Combining the spirit of a traditional Moroccan garden and contemporary inventive design with Berber soul, the new Le Jardin, created by Spanish landscaper Luis Vallejo, engulfs you from the moment you enter the driveway. The various elements of the new gardens work together beautifully, revealing the beauty not only of the planting, but also the spaces. A grid of olive trees recalls the structure of historic gardens whilst palm groves create shady zones, perfect for relaxing afternoons with a good book. Date palms, a traditional fruit in Arabia, rise above the ramparts giving way to ponds brimming with wildlife. Perfumed with the scent of orange-flower by day and jasmine by night, the new Le Jardin also has its own swimming pool and restaurant.

Days can be spent in one of the seven poolside huts, each with delightful main sitting rooms, opening onto a poolside terrace, decorate in a style that is a both contemporary yet minimal. The designer has left no stone unturned creating a space perfect for hours of relaxation by the water’s edge. Sun decks and shaded zones furnished in hues of grey, beige and burnt sienna surround the centre-piece, the 30 meter swimming pool, with the nearby restaurant offering a pop of colour with carefully placed orange chairs on the outdoor terrace. The butler service is remarkable, acting as a guardian angel throughout the stay. With the hotel connected by an ingenious system of underground tunnels, staff can access the riads swiftly and discreetly, invisibly ensuring comfort as well as privacy.

Outside of hotel life, there is so much to see and do. They say you haven’t really been to Marrakech until you’ve got lost in the souqs, a tip I definitely agree with! Djemaa el Fna, home to snake charmers and storytellers, draws the crowds for its character, charm and chaos. Here you can learn about astrology, shop the nearby souqs for local trinkets and watch the crowds whilst enjoying a mint tea in a café.

All visits to this cultural hub should entail a trip to the Jardin Majorelle, a botanical garden once owned by Yves Saint Laurent, which provides colourful and shady retreat from the manic city centre. Spend a blissful few hours drinking in the vibrant colours of the beautiful plants and the giant palms, marked as one of the many wonders of Marrakech.

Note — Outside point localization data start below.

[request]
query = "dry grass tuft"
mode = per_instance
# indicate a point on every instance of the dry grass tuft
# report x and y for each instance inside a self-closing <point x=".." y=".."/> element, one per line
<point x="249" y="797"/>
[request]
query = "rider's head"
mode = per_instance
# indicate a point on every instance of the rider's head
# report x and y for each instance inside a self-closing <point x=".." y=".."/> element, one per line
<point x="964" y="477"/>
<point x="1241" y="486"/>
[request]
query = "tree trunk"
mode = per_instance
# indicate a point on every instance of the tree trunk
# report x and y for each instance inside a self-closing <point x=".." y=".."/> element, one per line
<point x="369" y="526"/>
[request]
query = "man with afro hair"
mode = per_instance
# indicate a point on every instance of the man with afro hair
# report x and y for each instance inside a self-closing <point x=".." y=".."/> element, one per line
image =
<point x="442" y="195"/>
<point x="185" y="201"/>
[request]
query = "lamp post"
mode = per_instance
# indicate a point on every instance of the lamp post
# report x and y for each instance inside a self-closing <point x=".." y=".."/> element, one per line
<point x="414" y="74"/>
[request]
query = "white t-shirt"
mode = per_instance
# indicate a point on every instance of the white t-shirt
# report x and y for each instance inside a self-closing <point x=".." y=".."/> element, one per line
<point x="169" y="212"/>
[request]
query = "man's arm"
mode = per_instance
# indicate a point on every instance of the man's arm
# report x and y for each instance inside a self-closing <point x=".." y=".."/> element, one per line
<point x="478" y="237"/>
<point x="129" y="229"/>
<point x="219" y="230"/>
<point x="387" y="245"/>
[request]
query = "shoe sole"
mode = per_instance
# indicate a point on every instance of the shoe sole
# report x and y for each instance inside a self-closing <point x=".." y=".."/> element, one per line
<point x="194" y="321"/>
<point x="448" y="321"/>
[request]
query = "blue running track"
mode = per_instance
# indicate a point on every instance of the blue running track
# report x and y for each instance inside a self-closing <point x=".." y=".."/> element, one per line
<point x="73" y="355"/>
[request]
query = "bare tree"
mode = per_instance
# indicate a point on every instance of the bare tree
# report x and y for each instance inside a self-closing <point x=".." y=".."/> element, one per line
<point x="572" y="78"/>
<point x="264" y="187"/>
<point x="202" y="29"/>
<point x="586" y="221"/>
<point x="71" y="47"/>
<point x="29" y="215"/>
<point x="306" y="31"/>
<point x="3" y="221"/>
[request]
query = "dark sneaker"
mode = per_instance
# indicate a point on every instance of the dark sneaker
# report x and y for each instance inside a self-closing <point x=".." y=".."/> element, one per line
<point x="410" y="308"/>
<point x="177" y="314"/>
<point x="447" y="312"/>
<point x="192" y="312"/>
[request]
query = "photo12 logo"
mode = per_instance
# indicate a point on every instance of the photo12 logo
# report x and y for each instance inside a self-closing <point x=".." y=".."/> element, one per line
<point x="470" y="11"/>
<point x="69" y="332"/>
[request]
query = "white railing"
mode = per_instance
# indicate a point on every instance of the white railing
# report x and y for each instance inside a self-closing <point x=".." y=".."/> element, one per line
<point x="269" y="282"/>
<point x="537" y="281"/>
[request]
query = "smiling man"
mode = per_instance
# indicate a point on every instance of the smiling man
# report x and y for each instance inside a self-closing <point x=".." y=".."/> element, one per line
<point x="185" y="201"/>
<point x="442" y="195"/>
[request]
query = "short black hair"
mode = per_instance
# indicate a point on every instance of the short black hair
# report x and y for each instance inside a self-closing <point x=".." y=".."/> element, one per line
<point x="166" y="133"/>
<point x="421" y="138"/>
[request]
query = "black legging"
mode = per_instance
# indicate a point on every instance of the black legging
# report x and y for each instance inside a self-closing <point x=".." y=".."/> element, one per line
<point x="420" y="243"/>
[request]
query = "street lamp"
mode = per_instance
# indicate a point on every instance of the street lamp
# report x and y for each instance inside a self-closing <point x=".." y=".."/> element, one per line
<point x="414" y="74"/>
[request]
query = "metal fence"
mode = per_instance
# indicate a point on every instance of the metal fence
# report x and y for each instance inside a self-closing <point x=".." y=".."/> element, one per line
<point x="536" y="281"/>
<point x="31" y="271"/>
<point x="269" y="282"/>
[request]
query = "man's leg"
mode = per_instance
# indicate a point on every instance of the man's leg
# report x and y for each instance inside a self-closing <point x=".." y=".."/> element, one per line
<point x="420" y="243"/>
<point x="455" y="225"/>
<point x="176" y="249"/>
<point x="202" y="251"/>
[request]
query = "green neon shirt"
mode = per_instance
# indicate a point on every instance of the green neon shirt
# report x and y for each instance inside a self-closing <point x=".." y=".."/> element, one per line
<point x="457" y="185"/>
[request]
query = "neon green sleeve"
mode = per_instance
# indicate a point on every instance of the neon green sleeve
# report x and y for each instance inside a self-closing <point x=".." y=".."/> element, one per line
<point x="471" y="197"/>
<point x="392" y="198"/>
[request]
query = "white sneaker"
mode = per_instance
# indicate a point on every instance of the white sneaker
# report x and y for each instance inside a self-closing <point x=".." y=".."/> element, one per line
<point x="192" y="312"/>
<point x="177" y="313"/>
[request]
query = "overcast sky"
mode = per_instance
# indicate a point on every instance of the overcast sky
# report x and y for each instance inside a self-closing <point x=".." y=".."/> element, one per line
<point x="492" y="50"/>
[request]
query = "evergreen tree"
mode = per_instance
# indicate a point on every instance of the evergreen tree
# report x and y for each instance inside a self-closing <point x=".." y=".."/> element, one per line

Take a walk through the tangled angles and see the craftsman with their centuries-old silks, trinkets and carpets. Slippers, also known as Babouche, are popular purchases in this part of the world and the Ironwork is definitely something to be admired. In Mouassine, young designers are trailblazing contemporary clothes shops in historic foundouks, whilst at Souk Cherifa, a market within a market, you can pick up Berber-style beanies, personalised straw hats and printed purses, all tailored to the latest trends.

Hot air ballooning is another a popular pastime, and over the past 20 years, thanks to the blue skies and infrequent rain, the city has emerged as a destination for balloon trips. Taking in what is undoubtedly the best view of the Atlas Mountains doesn’t come cheap, but I would definitely agree that it is money well spent.